The Curmudgeon

YOU'LL COME FOR THE CURSES. YOU'LL STAY FOR THE MUDGEONRY.

Sunday, April 17, 2005

The World Without Humanity

Some little time ago, a zoologist named Dougal Dixon produced a book called After Man, a portrait of life on earth fifty million years after the extinction of the human race. Starting with a map of the continents, as altered over that period by the shifting of tectonic plates, Dixon proceeded to apply evolutionary principles with prodigious but highly disciplined imagination.

Species which had been dependent on humanity, such as dogs, horses and so forth, naturally joined Homo sapiens in the oblivion to which that insanely destructive species consigned itself and so many others. However, the ecosphere rapidly recovered from the chaotic blip of human history, and the gaps left by extinct species were quickly filled by others.

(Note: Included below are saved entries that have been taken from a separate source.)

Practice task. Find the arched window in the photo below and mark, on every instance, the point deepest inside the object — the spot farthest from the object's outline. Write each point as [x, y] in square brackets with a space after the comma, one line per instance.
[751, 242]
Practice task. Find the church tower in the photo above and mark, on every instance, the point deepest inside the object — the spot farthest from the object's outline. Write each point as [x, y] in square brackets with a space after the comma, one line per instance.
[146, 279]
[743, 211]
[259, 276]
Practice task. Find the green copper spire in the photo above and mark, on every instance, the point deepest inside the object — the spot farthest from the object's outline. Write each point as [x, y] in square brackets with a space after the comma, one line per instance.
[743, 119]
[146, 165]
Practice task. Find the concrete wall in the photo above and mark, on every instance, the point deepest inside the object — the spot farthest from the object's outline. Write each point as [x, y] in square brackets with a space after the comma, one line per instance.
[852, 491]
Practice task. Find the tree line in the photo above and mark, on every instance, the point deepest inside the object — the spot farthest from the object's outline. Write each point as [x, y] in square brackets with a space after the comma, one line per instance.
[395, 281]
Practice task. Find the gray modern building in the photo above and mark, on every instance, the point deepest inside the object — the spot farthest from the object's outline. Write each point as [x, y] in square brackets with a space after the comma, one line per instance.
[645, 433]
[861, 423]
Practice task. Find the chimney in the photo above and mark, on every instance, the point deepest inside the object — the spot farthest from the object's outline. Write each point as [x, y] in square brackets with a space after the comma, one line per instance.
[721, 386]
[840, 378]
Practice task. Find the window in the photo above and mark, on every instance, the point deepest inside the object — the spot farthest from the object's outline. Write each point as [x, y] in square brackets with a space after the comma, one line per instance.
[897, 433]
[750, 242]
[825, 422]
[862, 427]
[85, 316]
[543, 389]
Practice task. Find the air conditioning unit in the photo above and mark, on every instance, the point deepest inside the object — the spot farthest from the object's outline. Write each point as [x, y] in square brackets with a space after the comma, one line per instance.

Rats, a highly efficient species, evolved into the main carnivores, their bodies growing doglike in size and shape. A huge creature called a vortex, which developed, as I recall, from penguins, appeared to fill the ecological gap left by the exterminated whales. A marsh-dwelling herbivore called a reedstilt has loose fronds of skin on its lower legs; as it stands in shallow water and hunts fish, the camouflaging fronds wave gently in the current like the leaves of underwater plants.

Some of Dixon's new species seem to have evolved with their tongue in their cheek. A type of rodent bears its young high up in the mountains; when the young mature, they find more plentiful food supplies by jumping off the mountains and slowing their descent with a thick parasol of hairs at the end of their tails; naturally, the name of the species is parashrew. The archipelago of Batavia is dominated by animals which have evolved from bats, including the delightful night stalker, a huge, flightless, eyeless predator which walks on its forelimbs and tears its prey to pieces with elongated hind limbs that reach forward over its shoulders.

A few years after After Man, Dixon produced a second, equally brilliant book, set in the present day. However, the premise of The New Dinosaurs is that the dinosaurs' extinction did not take place, and that the great lizards have continued to evolve through the sixty-five million years which separate them from the present. Since, in these circumstances, the mammals do not evolve beyond the tree-shrew stage, humanity has no place in this world, either; although at the end Dixon speculates on the possibility of a humanoid creature evolving among the dinosaurs.

Both After Man and The New Dinosaurs are beautifully presented and stunningly illustrated with colour pictures of their remarkable protagonists; all species are equipped with Latin names and their evolutionary peculiarities are clearly delineated in careful line diagrams. These books are two of the most extraordinary works of science fiction ever produced.